Back in the day men, the bearers of all that lovely testosterone, were the diehard breadwinners and the most ambitious gender out there. Men were primed and fired up to win in the career game, but the tide appears to be turning.

According to the Pew Research Center, now young women have more get up and go than young men. Some 66 percent of young women aged 18 to 34 say a high-paying career or profession is important in their lives, compared to 59 percent of young men. In a similar study conducted in 1997, those numbers were 56 percent and 58 percent respectively.

In a Life Inc. article, Kim Parker, associate director of Pew Social and Demographic Trends, said this reversal of opinion doesn’t indicate that there’s anything wrong with men. It may just be a sign of the times. The new data comes at a time when more women are getting college degrees than men, and women make up roughly half of the workforce.

Parker also said it’s not clear whether the young women in the survey will remain as ambitious as they get older. But that likely wouldn’t be certain for any gender on any issue. Life has a way of happening and causing people to change focus and move in directions they never could have anticipated.

Still, it seems like a golden opportunity for diversity and talent leaders to capitalize on the drive and ambition of a large, high-potential segment of the workforce. Employee engagement is a critical factor in nearly every facet of successful company life. Therefore, when career aspirations are high and well known, it’s up to the company to do something about it, or else run the risk of losing valuable talent to the competition.

There has been a subtle shift toward a more do-it-yourself learning approach in some circles as the performance support and enabling just-in-time development options at the point of need increases in importance and as a learning preference.
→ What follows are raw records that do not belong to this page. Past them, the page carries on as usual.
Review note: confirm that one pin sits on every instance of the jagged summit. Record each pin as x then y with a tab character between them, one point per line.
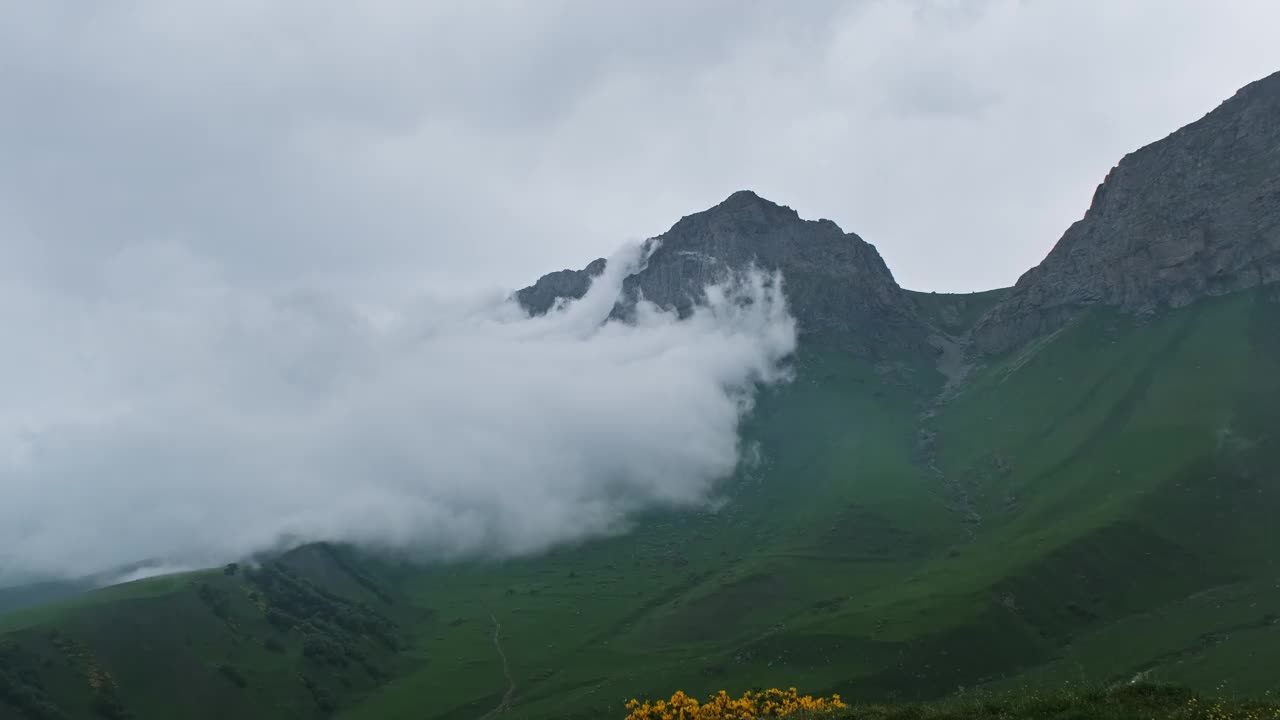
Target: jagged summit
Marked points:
1191	215
837	285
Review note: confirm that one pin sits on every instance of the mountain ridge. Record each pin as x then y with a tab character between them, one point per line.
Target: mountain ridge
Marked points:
1193	214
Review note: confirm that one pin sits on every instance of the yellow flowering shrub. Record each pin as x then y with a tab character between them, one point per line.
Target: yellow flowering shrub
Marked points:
720	706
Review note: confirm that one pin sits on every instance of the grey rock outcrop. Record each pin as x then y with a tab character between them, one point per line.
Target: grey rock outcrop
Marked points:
1192	215
837	286
572	285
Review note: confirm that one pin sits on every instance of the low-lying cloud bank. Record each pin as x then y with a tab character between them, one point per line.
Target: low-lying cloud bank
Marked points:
195	423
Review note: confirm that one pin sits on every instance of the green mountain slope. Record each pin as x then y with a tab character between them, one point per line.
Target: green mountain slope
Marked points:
1075	479
1118	518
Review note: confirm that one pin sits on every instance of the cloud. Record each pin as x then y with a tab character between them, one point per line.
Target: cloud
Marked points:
183	420
379	144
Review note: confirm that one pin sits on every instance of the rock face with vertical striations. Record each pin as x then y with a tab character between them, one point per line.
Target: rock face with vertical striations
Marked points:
1191	215
570	285
837	286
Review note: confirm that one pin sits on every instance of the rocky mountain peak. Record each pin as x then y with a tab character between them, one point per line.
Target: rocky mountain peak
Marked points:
1191	215
839	287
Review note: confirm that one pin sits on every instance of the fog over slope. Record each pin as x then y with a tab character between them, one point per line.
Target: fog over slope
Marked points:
192	422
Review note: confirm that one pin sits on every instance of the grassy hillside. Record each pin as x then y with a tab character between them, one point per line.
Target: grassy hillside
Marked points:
1098	506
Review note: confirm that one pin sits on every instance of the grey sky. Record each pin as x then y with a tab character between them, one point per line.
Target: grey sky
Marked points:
254	256
387	145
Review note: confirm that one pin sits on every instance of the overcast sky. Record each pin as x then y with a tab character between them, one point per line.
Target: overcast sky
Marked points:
254	256
385	145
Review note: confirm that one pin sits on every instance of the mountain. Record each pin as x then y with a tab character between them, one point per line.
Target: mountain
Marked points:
1074	479
837	286
1192	215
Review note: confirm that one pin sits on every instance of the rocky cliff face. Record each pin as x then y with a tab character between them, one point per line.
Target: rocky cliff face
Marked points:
1193	214
837	286
571	285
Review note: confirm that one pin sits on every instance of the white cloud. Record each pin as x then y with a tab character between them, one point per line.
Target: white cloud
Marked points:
186	422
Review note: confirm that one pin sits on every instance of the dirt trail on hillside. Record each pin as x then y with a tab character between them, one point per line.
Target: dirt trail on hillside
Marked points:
506	671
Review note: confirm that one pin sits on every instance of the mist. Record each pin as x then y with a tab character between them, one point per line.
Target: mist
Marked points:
178	419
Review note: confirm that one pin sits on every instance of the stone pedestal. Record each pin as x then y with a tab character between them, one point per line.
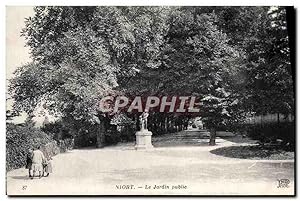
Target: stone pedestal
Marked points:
143	139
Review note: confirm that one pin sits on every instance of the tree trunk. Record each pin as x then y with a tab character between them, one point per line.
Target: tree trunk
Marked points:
101	135
212	138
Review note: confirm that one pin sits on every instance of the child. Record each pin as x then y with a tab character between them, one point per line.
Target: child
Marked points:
47	166
29	163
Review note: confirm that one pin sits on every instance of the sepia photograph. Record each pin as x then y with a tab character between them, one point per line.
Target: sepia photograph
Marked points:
150	100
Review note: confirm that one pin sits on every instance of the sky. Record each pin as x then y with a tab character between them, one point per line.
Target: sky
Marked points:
16	52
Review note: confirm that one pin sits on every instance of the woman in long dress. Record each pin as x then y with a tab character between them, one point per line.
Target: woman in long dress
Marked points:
37	162
29	162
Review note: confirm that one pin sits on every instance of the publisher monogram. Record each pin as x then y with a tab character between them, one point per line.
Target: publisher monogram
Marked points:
283	183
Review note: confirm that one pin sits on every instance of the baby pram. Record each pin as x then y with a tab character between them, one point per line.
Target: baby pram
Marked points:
47	168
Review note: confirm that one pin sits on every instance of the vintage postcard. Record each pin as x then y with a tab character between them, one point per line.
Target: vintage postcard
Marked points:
150	100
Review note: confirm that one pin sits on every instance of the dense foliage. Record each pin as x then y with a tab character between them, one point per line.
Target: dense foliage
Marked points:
235	59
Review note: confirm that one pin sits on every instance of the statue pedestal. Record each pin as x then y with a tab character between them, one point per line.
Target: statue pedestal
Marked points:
143	139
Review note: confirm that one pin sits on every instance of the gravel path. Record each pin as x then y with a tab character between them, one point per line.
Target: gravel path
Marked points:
180	170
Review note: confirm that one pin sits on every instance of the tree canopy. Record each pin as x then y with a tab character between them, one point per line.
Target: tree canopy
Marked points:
235	59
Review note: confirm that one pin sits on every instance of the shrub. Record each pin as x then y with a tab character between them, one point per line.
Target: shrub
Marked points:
269	132
21	138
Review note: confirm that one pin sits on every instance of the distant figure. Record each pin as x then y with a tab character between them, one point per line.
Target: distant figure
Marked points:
144	119
37	161
47	166
29	162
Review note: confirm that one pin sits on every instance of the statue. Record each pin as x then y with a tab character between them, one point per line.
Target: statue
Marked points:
144	120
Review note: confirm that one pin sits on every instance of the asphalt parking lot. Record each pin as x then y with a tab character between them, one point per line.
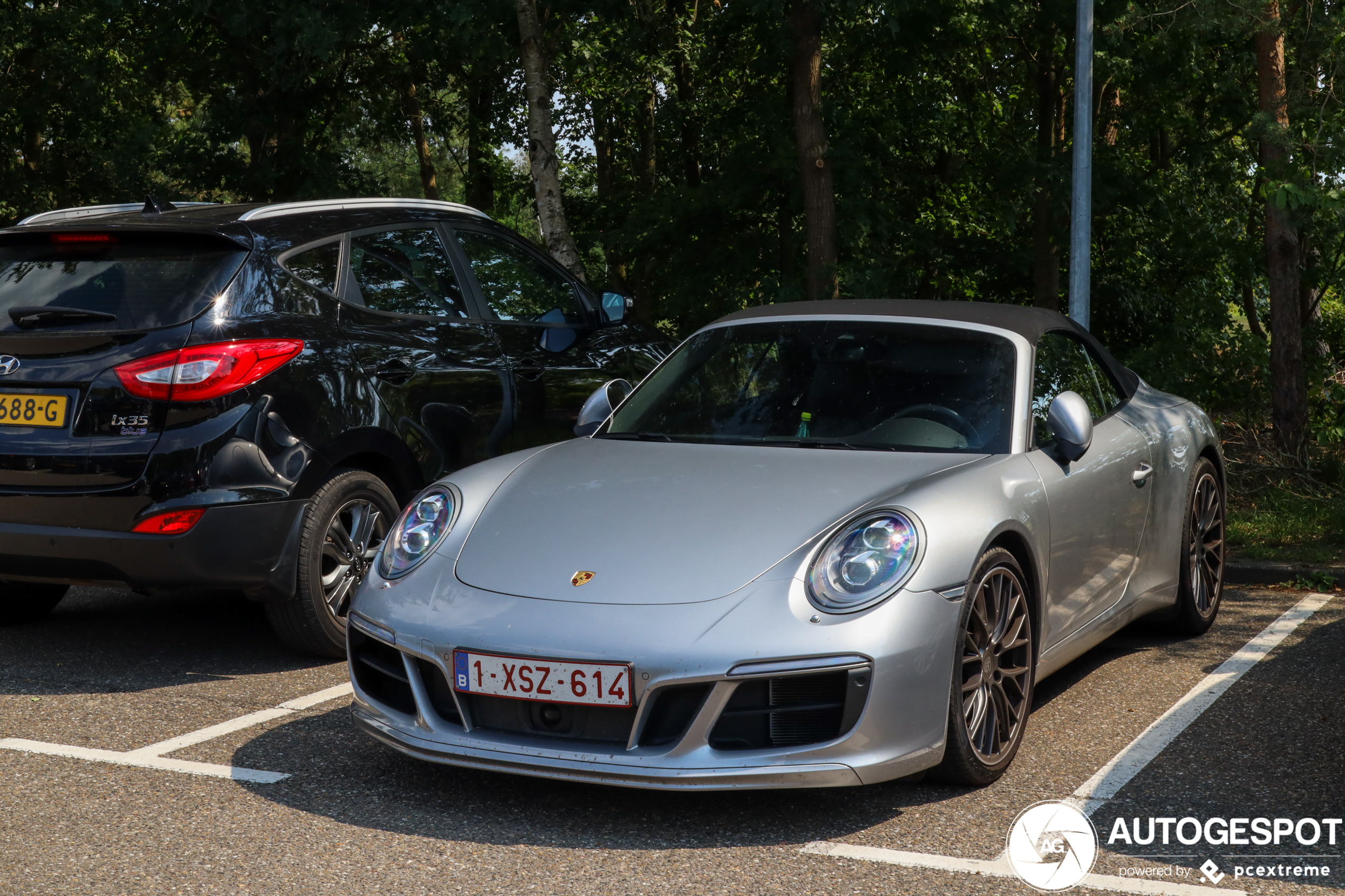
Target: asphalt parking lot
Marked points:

But the current talent war — companies scrambling to find and keep the best, most skilled workers in a glut of candidates that may or may not have what it takes — has opened the door of opportunity for all go-getters, whichever side of the executive desk they happen to be sitting on.

It’s up to the powers that be, diversity leaders and their HR partners, to set things up so that these young women have the opportunities, coaching, sponsorship and development they need to step into the high-level careers they want.